A special team visited in January and met with more than 70 people as part of a ‘peer challenge’ review of the ways Sandwell deals with adult safeguarding issues.
The peer challenge highlighted many positive areas of good practice and policy which the team will now share with other authorities across the West Midlands.
The assessment was completed by the West Midlands Directors of Adult Social Services working with the Improvement and Efficiency West Midlands team, which works to improve services and promote good practice.
In their conclusions, they say they are very impressed with the focus and commitment on a high-risk area of work, pointing out this is critical to ensuring that the residents of Sandwell are safe.
They also highlight that the commitment is driven from a very senior level, and also due to having a Safeguarding Adults Board which is led so effectively and many talented operational leaders and managers. They said social workers were positive about working in Sandwell and felt well supported by managers.
The deprivation of liberty service – which protects vulnerable people who lack the capacity to decide on their care and treatment – was praised for providing “an excellent service to the residents in Sandwell”. And, with virtually no waiting list for assessments, “would appear to be outperforming just about everywhere in the county”.
The report letter adds: “Sandwell is in a good position to share and help the wider West Midlands develop their own safeguarding adults’ approaches but also build on its own strengths. We have really appreciated the opportunity to take away some good examples of care and support that we can share with councils across the West Midlands.”

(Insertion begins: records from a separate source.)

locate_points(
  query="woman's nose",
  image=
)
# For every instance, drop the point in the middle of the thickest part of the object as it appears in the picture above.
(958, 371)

The review also highlights a clear pride in the organisation and the borough – with officers, councillors and partners all wanting the best for Sandwell and its six towns.
The review team was also impressed with a strong new corporate vision for the future through its Vision 2030, and highlighted the well-respected and visible director with a focus on challenges facing adult social care services. They noted the council’s strong financial management and a clear intention and track record of protecting frontline services.
The team also made a number of recommendations to help the council and Safeguarding Adults Board develop an action plan to keep improving services.
These include ever closer working with local communities and service users, carers and families in safeguarding work and planning and the Safeguarding Adults Board developing a single view of priorities that are informed by local intelligence.